Using several different metrics, the Daily Beast went to the painstaking task of cataloging all of America’s worst traffic corridors. The measurements include the length of the corridor, the longest rush-hour travel time of that corridor and the time it takes to drive a mile during the worst rush-hour period of that stretch of road.
They also calculated the rush-hour travel tax, which is how much additional time it takes during rush hour to make it down the freeway. A particularly bad offender, for instance, is the California Delta Highway/CA-4 going westbound in San Francisco, which takes 318% longer to drive its worst corridor (Hillcrest Avenue through Somersville Road, if you’re interested) during rush hour than it does normally.
One might ask, “How do you calculate how much a specific commute sucks?”
The traffic-tracking firm INRIX culled information from 4 million vehicles across the country using GPS and smartphone data (George Orwell, eat your heart out).
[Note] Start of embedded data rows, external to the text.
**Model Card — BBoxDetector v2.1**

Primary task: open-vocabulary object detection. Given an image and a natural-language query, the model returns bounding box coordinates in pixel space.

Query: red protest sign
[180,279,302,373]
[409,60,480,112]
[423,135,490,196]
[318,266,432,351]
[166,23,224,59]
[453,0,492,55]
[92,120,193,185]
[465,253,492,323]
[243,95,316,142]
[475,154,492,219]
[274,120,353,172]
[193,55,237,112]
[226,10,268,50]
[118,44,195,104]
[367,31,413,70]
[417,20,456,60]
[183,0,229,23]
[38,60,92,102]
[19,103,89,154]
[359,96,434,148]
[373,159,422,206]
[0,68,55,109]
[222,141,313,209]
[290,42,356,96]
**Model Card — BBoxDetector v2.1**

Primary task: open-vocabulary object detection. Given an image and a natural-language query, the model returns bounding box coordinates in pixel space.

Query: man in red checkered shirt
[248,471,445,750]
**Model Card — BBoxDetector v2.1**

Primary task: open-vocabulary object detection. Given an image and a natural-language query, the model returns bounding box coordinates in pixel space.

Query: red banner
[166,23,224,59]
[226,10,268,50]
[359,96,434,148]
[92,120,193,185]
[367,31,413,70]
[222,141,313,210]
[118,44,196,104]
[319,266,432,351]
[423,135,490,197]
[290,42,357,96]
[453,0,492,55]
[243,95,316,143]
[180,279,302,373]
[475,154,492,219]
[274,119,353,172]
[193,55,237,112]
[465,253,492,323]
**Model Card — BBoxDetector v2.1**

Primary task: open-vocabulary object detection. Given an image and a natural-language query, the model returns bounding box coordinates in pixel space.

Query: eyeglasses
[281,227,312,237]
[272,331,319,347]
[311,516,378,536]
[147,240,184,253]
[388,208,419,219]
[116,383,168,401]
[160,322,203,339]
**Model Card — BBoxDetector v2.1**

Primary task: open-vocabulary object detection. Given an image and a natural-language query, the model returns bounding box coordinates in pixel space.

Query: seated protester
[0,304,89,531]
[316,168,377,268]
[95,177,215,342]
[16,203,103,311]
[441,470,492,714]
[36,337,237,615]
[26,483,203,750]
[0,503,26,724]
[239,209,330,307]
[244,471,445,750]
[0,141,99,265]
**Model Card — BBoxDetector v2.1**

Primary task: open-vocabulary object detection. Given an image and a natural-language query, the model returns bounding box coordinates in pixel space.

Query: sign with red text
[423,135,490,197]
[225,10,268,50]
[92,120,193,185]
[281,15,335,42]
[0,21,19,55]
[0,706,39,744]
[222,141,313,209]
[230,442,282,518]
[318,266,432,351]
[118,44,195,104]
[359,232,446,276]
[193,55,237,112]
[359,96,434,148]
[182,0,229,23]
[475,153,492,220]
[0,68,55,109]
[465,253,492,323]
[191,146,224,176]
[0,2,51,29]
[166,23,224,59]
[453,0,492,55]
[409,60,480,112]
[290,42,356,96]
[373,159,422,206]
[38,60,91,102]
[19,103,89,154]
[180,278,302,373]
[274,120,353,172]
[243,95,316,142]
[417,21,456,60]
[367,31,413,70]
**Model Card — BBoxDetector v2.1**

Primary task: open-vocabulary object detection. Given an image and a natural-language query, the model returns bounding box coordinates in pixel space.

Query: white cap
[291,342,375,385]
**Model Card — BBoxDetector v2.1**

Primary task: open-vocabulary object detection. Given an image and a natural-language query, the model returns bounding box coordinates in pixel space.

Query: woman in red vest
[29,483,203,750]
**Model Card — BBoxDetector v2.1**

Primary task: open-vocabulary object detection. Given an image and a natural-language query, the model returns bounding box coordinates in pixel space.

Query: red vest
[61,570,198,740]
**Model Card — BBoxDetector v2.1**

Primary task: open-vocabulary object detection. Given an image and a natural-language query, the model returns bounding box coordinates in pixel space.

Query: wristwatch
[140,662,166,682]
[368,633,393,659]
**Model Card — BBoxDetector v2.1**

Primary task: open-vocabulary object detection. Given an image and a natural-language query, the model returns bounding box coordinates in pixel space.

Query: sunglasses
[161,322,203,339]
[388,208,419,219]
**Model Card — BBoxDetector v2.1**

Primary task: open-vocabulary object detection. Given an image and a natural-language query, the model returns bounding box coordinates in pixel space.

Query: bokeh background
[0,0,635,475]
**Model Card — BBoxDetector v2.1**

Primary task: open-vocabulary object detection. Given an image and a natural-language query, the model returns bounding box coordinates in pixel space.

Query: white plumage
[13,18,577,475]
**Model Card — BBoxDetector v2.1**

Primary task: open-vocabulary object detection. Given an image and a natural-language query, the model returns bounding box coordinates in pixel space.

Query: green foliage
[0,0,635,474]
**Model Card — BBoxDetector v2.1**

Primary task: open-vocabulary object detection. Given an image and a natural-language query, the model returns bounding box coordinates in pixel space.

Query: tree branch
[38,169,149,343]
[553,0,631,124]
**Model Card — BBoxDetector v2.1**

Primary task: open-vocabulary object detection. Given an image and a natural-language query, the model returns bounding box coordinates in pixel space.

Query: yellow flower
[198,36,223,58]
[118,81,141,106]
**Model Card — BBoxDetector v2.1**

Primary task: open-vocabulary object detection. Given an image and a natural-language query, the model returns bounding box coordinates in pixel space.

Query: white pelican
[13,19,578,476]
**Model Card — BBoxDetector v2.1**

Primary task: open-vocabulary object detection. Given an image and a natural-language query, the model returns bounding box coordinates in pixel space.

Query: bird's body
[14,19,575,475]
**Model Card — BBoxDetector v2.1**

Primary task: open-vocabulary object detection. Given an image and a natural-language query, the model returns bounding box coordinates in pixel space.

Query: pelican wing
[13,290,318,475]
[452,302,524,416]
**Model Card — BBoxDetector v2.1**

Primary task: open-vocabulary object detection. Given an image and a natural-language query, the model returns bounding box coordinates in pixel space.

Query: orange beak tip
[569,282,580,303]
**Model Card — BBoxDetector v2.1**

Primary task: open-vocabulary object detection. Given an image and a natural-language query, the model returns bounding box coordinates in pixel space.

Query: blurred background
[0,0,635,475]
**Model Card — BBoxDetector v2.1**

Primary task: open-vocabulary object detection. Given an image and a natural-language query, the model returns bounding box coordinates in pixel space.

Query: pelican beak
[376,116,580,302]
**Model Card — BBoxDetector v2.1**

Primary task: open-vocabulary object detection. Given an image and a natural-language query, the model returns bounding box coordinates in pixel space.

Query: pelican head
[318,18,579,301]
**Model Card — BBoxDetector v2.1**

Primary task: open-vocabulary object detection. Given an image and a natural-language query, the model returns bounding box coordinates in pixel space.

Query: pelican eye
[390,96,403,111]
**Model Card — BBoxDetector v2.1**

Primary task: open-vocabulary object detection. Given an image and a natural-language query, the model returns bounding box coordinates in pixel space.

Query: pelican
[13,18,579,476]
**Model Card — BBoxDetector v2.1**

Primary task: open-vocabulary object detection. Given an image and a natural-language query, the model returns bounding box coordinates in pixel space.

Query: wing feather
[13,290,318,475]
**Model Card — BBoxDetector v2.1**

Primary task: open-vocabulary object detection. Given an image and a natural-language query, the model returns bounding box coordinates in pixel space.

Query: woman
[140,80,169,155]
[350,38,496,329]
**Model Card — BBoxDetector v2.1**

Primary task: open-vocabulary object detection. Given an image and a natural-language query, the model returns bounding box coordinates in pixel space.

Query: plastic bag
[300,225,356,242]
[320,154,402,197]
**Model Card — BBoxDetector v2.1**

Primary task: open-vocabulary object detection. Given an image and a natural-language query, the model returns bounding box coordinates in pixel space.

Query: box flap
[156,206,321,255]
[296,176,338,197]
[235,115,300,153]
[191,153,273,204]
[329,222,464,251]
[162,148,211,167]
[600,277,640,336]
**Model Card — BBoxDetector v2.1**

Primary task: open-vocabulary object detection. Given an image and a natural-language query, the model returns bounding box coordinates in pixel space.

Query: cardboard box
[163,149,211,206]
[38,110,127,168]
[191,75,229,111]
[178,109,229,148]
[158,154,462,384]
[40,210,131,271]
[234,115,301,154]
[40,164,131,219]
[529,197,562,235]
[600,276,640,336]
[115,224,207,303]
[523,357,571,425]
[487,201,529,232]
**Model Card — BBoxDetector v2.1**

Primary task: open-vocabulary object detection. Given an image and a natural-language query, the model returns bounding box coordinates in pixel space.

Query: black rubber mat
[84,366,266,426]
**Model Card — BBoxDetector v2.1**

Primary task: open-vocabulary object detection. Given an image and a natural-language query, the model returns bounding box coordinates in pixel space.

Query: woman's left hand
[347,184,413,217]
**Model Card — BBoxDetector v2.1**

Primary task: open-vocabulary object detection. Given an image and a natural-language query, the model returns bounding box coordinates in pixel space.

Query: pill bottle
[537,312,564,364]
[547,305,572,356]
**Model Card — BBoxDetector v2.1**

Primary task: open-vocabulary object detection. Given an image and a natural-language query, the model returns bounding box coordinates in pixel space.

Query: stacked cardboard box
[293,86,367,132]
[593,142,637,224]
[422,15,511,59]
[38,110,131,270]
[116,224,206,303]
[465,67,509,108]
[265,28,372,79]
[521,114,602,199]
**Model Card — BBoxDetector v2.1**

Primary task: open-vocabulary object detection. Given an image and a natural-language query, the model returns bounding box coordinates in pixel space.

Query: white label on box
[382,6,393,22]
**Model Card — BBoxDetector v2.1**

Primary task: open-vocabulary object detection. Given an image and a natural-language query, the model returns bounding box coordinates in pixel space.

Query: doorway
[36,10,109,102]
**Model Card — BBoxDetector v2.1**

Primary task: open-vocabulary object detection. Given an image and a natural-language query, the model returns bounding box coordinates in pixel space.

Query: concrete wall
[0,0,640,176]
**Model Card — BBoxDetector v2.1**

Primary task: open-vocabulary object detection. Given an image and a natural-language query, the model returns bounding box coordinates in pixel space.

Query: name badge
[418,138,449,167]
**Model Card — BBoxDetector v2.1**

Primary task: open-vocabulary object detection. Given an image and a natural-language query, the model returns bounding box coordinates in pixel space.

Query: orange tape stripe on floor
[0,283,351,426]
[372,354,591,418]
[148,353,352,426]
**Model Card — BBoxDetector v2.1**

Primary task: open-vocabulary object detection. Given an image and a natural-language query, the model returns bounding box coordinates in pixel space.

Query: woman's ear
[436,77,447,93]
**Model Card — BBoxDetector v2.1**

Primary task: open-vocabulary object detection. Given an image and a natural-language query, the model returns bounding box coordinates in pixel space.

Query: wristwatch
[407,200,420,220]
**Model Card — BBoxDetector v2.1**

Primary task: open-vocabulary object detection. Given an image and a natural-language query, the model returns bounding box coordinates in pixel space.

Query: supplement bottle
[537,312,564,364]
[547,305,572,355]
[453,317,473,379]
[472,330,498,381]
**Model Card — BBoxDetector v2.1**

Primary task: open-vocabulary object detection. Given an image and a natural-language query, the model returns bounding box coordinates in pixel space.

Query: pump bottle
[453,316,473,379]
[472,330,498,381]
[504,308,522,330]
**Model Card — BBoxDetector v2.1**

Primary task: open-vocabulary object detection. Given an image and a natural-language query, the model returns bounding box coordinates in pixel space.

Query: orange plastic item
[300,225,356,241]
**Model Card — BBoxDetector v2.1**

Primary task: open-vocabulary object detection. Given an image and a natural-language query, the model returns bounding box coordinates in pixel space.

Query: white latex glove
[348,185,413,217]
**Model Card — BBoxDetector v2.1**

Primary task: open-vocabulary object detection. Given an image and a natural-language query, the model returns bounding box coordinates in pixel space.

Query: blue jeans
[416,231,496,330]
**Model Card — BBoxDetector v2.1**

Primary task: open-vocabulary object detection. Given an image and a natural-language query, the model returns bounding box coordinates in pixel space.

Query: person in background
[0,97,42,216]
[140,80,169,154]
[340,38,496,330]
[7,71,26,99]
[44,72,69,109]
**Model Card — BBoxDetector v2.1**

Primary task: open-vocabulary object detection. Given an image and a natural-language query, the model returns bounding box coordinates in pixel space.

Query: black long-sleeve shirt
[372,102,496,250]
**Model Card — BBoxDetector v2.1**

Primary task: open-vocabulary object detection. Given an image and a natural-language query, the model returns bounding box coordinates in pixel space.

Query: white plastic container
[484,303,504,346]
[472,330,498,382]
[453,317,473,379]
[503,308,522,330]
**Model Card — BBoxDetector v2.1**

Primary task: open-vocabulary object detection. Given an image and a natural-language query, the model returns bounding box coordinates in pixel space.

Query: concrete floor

The Daily Beast then ranked the list based off of INRIX’s Travel Time Tax.
That may sound like a lot of data and work just to figure out that, yes, you must sit through this #%&! traffic a little while longer.
It should come as no surprise that five of the top 20 worst freeways call California home, but several cities with green reputations made the list, including Austin, Texas, Portland, Ore., and Honolulu. New York and its outlying Connecticut suburbs don’t sound like a whole lot of fun either, and much to the chagrin of the Cars.com office, Chicago’s fabled traffic black hole known as the Kennedy/Dan Ryan (Interstates 90 and 94, eastbound) came in at No. 10.